L’hypersurveillance et le management robotisé, ça suffit!
Plusieurs organisations mènent une action en justice contre Uber pour faire respecter les droits des travailleurs en matière de données et de décisions automatisées.
D.Mo.
On dénombre plus de 3.000 livreurs employés par Uber en Belgique.
Le 14 novembre dernier, la CSC (avec sa branche United Freelancers), la fondation Égaliberté, le Ciep-B et la Ligue des droits humains ont déposé une réclamation devant le tribunal de première instance de Bruxelles contre Uber pour défendre les droits des travailleurs en matière de données et de décisions automatisées.
À l’origine de cette action, 16 (ex-)livreurs et livreuses de l’entreprise. Du jour au lendemain, certains ont été déconnectés de la plateforme et empêchés de continuer à travailler pour l’entreprise, sans explication. Cette pratique s’est généralisée ces dernières années. Lorsque la plateforme justifie sa décision, elle reste très vague (du type «vous n’avez pas respecté nos conditions générales»). S’il réagit, le travailleur reçoit, au titre de «révision humaine», un mail confirmant le plus souvent la décision déjà prise. Mais jamais il n’a l’occasion de parler à un interlocuteur, de connaître précisément ce qui lui est reproché ou de donner sa version des faits. Seize personnes portent ce recours, mais on dénombre plus de 3.000 livreurs et 2.000 chauffeurs employés par Uber en Belgique.
Un manque de transparence est àà déplorer concernant les données personnelles des travailleurs récoltées par la plateforme. Uber ne les communique pas, ou ne les fournit que partiellement. Pourtant, conformément au Règlement général de protection des données, l’entreprise doit permettre aux travailleurs qu’elle fait prester de consulter les données récoltées les concernant et de demander une révision humanisée des décisions prises automatiquement.
Pour la CSC et les ONG qui soutiennent ce recours, «ces situations sont véritablement unilatérales, arbitraires et kafkaïennes – parfois, une batterie plate au mauvais moment suffit à ce que le système suspecte une fraude et élimine définitivement le travailleur.
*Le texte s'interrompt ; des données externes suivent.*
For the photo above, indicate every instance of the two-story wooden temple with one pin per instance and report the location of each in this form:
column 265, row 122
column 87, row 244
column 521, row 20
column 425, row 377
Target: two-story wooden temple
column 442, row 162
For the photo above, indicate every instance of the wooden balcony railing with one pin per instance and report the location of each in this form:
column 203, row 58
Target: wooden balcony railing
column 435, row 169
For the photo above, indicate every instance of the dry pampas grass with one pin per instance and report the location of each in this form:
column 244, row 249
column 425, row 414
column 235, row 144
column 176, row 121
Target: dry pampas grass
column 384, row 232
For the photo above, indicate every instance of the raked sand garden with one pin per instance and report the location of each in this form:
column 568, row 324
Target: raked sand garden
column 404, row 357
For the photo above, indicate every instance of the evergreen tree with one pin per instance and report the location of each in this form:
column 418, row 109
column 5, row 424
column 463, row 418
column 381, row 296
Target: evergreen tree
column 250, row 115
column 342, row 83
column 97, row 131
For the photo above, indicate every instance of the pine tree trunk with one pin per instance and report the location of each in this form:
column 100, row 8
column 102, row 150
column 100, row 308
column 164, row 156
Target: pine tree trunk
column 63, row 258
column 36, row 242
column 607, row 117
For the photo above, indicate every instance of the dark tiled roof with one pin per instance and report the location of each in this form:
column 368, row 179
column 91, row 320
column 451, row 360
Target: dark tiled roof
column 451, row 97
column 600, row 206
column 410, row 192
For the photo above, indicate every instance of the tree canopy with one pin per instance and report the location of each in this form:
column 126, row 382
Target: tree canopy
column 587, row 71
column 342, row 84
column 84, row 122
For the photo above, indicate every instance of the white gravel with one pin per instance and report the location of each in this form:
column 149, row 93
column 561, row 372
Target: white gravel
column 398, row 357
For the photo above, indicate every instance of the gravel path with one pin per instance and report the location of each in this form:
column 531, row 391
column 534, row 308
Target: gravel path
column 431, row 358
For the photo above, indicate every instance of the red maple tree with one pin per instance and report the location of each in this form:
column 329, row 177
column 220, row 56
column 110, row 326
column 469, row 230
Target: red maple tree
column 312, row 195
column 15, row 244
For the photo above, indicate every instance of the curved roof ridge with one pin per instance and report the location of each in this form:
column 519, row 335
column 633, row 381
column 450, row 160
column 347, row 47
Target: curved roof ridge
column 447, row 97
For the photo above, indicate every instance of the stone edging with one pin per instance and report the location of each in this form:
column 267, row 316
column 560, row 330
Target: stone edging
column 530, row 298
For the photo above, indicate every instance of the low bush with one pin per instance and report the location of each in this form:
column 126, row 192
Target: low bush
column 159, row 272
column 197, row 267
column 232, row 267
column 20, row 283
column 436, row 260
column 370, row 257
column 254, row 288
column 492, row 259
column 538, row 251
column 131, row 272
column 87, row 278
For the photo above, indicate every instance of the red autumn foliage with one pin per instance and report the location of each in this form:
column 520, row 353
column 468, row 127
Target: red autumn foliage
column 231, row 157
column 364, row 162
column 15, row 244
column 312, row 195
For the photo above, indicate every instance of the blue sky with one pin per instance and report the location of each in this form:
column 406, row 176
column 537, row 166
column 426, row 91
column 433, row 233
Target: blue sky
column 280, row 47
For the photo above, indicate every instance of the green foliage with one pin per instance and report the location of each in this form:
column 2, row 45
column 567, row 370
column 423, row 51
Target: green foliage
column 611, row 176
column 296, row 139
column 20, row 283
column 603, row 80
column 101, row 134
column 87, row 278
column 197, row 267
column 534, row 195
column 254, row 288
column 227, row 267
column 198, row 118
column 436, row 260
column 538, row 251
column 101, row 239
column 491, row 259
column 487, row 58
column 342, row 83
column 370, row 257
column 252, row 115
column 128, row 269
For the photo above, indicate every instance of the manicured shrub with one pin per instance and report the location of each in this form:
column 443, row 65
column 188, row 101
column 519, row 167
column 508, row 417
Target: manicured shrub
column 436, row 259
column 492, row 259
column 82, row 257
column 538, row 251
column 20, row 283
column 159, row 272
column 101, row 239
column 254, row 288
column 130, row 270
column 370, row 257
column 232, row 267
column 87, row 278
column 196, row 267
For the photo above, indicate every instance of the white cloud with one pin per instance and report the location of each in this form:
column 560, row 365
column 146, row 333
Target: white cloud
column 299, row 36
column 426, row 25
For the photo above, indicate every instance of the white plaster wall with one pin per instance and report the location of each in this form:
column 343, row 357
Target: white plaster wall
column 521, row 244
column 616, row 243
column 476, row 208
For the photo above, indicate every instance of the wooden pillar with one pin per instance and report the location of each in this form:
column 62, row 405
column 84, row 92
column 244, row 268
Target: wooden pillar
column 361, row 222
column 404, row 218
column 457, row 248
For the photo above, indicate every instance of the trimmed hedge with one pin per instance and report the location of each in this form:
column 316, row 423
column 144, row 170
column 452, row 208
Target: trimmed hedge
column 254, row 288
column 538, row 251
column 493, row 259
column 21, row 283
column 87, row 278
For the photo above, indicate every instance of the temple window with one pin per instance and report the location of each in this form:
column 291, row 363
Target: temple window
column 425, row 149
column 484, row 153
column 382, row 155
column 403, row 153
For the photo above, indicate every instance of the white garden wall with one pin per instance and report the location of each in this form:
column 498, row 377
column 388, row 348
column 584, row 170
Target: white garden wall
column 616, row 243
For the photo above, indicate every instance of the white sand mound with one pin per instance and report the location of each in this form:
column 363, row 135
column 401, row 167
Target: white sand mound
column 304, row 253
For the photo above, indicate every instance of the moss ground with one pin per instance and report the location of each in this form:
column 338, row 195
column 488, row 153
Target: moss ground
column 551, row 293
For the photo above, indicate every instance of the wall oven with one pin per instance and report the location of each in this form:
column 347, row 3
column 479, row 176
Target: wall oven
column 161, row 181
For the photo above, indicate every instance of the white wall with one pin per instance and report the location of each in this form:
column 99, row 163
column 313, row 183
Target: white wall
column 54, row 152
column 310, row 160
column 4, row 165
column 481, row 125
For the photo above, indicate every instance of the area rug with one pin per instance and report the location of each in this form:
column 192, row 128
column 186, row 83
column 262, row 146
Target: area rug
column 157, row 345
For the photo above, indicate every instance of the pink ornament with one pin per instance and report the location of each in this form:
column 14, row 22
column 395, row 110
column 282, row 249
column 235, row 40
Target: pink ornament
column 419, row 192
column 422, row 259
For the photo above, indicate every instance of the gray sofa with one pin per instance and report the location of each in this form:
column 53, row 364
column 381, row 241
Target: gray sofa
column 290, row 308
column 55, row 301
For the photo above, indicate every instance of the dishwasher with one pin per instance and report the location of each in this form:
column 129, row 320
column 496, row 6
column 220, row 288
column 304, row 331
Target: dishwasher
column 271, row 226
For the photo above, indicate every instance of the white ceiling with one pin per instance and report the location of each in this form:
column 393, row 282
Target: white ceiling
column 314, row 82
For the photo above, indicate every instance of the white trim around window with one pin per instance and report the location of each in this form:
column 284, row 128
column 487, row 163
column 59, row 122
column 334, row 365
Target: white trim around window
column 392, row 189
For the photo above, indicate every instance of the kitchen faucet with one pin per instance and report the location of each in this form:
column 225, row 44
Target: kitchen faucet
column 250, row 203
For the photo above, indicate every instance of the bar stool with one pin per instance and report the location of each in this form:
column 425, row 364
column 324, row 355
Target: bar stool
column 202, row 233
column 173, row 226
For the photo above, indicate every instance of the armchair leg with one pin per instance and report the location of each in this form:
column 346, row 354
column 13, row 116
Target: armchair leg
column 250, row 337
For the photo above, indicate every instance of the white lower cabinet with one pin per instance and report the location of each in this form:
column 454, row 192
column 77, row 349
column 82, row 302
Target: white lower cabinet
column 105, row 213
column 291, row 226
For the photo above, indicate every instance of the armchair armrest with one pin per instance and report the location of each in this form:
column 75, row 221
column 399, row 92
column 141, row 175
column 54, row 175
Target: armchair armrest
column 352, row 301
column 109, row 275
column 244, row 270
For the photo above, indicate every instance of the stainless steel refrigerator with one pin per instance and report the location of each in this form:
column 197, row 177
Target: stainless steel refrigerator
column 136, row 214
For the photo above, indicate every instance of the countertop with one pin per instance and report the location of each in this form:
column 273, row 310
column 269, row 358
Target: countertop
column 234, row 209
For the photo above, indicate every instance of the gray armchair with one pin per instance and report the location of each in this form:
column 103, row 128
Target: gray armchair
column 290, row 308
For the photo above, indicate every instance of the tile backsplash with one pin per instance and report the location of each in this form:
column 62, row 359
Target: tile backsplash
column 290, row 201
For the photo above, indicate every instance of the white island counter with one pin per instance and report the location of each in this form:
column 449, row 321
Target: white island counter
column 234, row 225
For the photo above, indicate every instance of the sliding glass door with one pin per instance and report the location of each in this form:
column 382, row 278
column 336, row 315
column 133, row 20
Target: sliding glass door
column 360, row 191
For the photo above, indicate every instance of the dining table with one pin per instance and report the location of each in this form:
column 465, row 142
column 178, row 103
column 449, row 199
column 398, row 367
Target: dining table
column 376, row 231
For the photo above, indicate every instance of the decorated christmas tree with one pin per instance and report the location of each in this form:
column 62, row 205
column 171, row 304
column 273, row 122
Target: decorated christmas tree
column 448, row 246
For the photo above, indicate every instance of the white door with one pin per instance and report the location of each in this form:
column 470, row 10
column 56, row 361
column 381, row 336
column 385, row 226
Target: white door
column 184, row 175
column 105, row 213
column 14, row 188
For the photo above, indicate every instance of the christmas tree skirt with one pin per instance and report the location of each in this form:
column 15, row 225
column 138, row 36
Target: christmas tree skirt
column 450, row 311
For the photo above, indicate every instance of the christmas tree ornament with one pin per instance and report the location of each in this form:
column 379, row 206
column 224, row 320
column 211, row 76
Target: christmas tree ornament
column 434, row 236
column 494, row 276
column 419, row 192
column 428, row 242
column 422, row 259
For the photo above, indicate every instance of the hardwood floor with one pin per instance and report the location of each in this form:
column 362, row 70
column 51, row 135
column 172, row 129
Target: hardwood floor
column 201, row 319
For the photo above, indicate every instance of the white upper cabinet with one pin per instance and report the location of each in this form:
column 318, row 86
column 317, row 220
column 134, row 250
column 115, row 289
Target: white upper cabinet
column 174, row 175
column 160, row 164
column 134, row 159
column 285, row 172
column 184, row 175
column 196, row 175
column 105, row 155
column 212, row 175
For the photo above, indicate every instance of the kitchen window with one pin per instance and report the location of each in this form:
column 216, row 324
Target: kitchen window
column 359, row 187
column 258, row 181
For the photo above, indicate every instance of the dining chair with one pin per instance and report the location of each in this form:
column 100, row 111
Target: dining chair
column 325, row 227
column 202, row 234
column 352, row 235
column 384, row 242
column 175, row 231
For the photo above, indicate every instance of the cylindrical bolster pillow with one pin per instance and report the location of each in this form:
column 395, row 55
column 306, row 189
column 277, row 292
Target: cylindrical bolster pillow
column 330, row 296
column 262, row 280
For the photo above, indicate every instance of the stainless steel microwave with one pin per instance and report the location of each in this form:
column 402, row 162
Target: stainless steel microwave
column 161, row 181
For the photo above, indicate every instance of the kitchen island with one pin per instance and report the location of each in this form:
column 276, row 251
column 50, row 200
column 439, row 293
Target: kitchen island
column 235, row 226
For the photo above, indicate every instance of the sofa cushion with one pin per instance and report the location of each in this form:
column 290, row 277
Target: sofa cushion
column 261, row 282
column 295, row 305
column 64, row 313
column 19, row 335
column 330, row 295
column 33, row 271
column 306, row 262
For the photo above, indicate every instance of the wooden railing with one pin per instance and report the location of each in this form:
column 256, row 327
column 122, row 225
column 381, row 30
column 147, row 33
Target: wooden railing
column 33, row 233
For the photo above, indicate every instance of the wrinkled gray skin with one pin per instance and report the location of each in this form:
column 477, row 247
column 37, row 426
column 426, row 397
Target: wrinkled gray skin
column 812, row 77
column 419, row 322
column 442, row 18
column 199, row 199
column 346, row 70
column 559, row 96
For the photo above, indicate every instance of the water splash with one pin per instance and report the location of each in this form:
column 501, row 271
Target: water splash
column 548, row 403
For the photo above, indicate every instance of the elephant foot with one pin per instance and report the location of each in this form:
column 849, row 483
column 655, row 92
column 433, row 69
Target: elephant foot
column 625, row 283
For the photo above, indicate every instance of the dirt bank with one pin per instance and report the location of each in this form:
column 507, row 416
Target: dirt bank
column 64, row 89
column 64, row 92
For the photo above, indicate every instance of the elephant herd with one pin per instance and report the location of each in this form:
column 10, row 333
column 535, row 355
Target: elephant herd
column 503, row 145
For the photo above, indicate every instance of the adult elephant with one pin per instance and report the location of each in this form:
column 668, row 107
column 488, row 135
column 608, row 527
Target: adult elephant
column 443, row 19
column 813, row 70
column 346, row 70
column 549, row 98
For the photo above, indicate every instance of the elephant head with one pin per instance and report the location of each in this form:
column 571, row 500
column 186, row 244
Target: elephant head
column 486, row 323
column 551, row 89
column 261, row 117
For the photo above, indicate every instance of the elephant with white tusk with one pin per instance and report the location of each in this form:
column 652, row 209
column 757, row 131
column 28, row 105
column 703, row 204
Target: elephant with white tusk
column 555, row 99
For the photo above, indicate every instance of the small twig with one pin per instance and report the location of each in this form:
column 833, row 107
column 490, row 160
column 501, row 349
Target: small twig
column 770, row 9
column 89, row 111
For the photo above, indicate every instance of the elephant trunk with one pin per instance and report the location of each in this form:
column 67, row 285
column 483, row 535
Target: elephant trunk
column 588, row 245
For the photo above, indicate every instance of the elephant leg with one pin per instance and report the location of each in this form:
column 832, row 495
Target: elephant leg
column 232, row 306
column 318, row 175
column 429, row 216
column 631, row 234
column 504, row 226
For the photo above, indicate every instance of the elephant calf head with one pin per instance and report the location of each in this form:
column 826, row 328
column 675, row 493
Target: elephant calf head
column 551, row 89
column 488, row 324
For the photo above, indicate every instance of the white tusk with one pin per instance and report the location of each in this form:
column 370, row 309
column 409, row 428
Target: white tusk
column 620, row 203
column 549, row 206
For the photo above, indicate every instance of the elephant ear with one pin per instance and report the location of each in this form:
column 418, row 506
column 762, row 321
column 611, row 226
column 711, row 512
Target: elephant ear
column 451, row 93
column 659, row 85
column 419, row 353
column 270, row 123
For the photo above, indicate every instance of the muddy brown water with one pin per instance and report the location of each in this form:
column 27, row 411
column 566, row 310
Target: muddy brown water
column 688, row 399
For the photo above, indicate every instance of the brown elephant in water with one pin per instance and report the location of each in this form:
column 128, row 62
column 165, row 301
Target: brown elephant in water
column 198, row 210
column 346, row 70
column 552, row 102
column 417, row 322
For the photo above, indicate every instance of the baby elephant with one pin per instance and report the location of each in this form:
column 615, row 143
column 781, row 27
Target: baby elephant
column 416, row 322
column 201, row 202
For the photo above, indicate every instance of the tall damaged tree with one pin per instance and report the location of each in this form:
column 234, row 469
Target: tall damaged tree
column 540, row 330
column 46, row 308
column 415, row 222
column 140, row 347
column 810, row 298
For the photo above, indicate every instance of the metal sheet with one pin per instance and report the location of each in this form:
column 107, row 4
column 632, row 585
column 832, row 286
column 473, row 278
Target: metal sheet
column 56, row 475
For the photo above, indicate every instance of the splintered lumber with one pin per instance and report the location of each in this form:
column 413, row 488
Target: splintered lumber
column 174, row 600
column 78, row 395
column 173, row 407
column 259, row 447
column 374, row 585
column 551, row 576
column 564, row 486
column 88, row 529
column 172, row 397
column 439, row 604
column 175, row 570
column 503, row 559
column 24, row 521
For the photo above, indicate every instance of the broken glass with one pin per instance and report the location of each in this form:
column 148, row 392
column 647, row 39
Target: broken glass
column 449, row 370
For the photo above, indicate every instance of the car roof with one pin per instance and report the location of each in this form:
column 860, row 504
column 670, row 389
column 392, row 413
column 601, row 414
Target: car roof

Les travailleurs concernés constatent amèrement qu’ils ne sont que des kleenex pour la plateforme».
Pour les requérants, cette situation doit cesser. Quel que soit leur statut (pour la plateforme, ils sont des prestataires «indépendants»), ce sont des travailleurs et ils ont des droits, à commencer par celui au respect. On ne prive pas un travailleur de son activité de manière arbitraire ou unilatérale, sans même l’entendre. L’hypersurveillance doit au moins respecter les quelques limitations établies par la loi.
Les requérants demandent notamment à Uber de recevoir leurs données à caractère personnel traitées par l’entreprise. Ils demandent cela dans des formes leur permettant de comprendre l’analyse effectuée, mais aussi d’être informés de manière claire et complète sur les logiques de profilage, des décisions automatisées ou de tout autre traitement (notamment pour l’attribution des livraisons. Enfin, ils demandent l’annulation des décisions de déconnexion prises sans intervention humaine suffisante.
Les travailleurs concernés constatent qu’ils ne sont que des kleenex pour la plateforme.